Most UK IT and cyber people according to a survey fear a serious breach or incident could cost them their job at any moment.
Some 59pc of respondents say their teams suffer from high levels of stress, and 53pc say they struggle to switch off after work. A third (34pc) constantly worry about losing their job because one of their team makes a mistake. Most, 64pc have had to deal with a significant breach or data incident. As for the personal toll this takes is very evident, some 27pc say that they have had to spend time away from work because of burnout or anxiety. One in ten say they have either been demoted, passed over for promotion, fired, or saw colleagues suffer the same fate, while 14pc found they were held culpable internally for the breach.
The blame, sense of guilt or responsibility caused 17pc of those surveyed to think again about whether to pursue a career in cyber protection.
Comment
The survey was for Kocho, a UK Microsoft Partner. Hannah Birch, CEO at Kocho said: “Cyber incidents are often discussed in terms of financial and operational impact, but the human cost is frequently overlooked. The constant fear of a serious incident – and the personal consequences that can follow – creates an environment where anxiety and burnout are never far away, even when incidents are outside an individual’s direct control.”
“Organisations need to think about how they support these critically important professionals and help alleviate the burdens technically and psychologically. Many are likely to have gone through very bad experiences, leading to absences from work and prolonged underperformance. Without support, severe depression can be one of the consequences.”
About the research
Censuswide in November 2025 surveyed 501 UK CIOs, security analysts and IT people working for UK workplaces with between 100 and 2,500 employees.
Investment scams
A quarter of young investors admit to making impulsive decisions, to keep up with investment trends, often leaving little time to properly evaluate the risks, it’s claimed. Krisztián Gátonyi, from BrokerChooser, said: “Amid a sharp rise in investment scams, this behaviour is particularly dangerous – especially as fraudsters grow increasingly sophisticated in how they present themselves. With the rise of AI, we’re now seeing realistic fake websites, chatbot ‘advisors’, and even deep fake videos of celebrities endorsing bogus schemes. It’s becoming harder for even seasoned investors to separate genuine opportunities from high-tech fraud. A concerning new study reveals that participants were 22% more likely to invest in AI-enhanced scams than in traditional ones.
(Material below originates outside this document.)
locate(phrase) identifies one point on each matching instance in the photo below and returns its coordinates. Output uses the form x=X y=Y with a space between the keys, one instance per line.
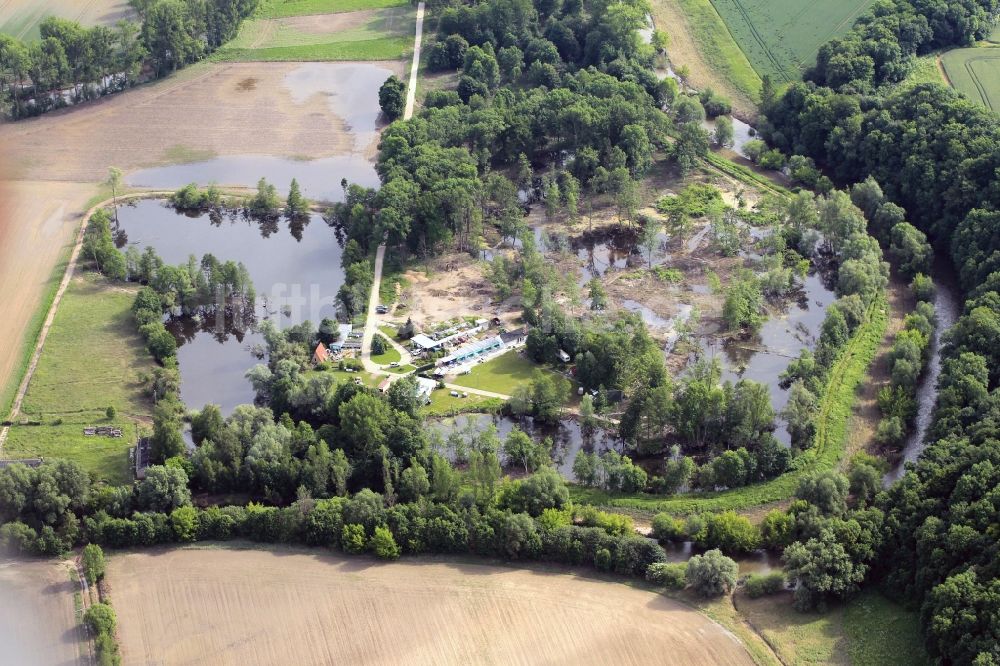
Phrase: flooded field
x=568 y=437
x=295 y=270
x=350 y=93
“While younger adults tend to feel more sure of themselves, some are still falling for red flags like promises of unrealistic returns, unregulated platforms claiming to be ‘pending approval’, or pressure to act fast. It’s critical that people learn to pause and verify.”
Spreadsheets
A disconnect is growing it’s claimed between how important spreadsheets have become and how poorly access to them is controlled. Most of the SMB employees surveyed (64pc) for a privacy software firm say they retain access to files they no longer need, often because off boarding processes fail to keep pace with workforce changes. Manual, link-based sharing remains common, increasing the risk of unauthorized access, data leaks, and GDPR non-compliance.
As spreadsheets evolve into systems of record, these access gaps carry serious consequences. Proton’s survey of 250 SMB employees in the UK suggests that spreadsheets are now routinely used for core business functions, such as project management.
Patricia Egger, Head of Security at Proton said: “Spreadsheets, like other critical tools used by SMBs, are often treasure troves of sensitive data — from financial and strategic planning information to HR and client data. Yet they’re often not handled as would other high-risk data. When someone leaves a company, access to shared spreadsheets is often nobody’s problem: links stay active, permissions aren’t reviewed, and data remains accessible without anyone noticing. This isn’t about bad intent, but everyday process gaps and manual offboarding that leave businesses unnecessarily exposed long after an employee has moved on.”
Personal and work accounts are mixing; or, some open work spreadsheets with personal accounts or access personal files on work accounts. The survey also pointed to confusion around cloud security and data use.